The U.S. economy is still growing, “although the rate of growth has slowed quite sharply from this time last year,” said Moody’s Analytics chief economist Mark Zandi. “And all indications are that it will continue to slow. Recession risks are now high and rising.”

Zandi puts the chance of recession in the next six to 12 months above 50%. The Wall Street Journal’s Recession Probability survey of economists currently sits at 33%.

Zandi sees multiple signs of recession risk in the sharp recent downturns in exports, manufacturing and business investment.

Robert Rogowsky at the Middlebury Institute of International Studies said that deteriorating international trade relations, President Trump’s threats of escalating punitive tariffs on Chinese imports and China’s retaliatory responses raise the risk of a U.S. recession as well.

“The uncertainty of the barriers that are being put in place gets people thinking about should we invest, should we not invest?” said Rogowsky. “And investment is an important part of economic growth.” He said that continuing disruptions to global supply chains and trade rules could further suppress business investment and “really could contribute to a recession in the coming year.”

The Federal Reserve’s recent interest rate cut, its first since 2008, is aimed in part at mitigating the negative impact of the Trump administration’s trade policies.

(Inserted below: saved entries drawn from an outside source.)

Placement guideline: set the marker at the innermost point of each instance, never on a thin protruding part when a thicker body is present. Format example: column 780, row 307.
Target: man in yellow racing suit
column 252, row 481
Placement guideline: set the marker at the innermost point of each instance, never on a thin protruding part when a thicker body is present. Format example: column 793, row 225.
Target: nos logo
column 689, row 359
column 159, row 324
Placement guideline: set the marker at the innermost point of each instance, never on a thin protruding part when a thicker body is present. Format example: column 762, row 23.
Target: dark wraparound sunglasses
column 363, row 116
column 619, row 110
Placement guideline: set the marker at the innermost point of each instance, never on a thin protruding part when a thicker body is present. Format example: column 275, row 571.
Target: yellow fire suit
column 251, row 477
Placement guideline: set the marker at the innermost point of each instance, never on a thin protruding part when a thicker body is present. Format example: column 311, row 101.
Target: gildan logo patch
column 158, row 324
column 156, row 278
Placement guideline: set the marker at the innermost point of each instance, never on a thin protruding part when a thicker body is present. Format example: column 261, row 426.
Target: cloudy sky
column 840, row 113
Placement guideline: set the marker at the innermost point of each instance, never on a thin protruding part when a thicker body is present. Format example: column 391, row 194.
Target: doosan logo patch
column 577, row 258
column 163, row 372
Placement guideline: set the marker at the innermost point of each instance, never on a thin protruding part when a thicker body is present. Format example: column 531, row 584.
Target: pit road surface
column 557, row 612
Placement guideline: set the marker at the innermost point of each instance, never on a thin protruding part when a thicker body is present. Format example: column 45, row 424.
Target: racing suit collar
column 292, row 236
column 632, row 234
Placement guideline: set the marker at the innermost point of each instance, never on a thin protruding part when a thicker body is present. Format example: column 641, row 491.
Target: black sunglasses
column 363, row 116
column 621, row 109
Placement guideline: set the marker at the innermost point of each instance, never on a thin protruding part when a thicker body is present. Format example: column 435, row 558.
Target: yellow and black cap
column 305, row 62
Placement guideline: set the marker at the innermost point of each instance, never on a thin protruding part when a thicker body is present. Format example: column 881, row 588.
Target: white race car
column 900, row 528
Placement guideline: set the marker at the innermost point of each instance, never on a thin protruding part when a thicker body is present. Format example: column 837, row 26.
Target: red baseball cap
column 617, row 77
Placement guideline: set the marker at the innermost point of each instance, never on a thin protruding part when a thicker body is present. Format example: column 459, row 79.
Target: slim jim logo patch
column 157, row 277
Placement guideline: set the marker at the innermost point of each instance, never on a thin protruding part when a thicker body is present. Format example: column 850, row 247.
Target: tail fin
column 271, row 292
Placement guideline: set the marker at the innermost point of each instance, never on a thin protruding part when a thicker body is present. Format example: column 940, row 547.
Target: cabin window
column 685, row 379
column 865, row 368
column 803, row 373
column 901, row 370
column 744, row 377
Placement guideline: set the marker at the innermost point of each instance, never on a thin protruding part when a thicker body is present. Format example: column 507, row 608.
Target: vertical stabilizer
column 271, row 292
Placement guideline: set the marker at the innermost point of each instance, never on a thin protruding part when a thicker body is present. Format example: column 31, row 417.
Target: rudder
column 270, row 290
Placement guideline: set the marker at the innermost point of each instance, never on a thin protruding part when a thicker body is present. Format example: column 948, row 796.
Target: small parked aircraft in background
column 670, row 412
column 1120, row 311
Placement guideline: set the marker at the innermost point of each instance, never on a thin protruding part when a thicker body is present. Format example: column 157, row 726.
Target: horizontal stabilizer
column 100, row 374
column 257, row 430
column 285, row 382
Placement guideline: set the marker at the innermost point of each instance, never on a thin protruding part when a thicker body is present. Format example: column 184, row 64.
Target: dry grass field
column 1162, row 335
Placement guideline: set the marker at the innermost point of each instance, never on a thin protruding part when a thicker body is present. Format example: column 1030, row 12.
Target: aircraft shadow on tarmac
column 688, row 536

But Phillip Braun, a finance professor at Northwestern University, said it’s not clear how much further, or more aggressively, the Fed will intervene.

“China trade policy is definitely hurting the U.S. economy and will slow down growth,” said Braun. But he said it’s hard to predict whether the Fed governors “are going to accommodate President Trump’s trade policy in the future.”

Despite the recent unnerving economic news and market gyrations, the U.S. economy is still performing well for workers and consumers. Job creation and hiring have slowed moderately, but are still solid, said Nick Bunker, an economist at the Indeed Hiring Lab: “Right now, I don’t see any indication that the U.S. labor market is in a recession or necessarily pointing towards one.”

Here are some economic indicators that would raise serious worries that the U.S. was on the brink of a recession or already in one: A sharp rapid uptick in unemployment; consumers getting the jitters from rising layoffs, or from higher prices caused by import tariffs; and pulling back on spending for back-to-school and the holidays.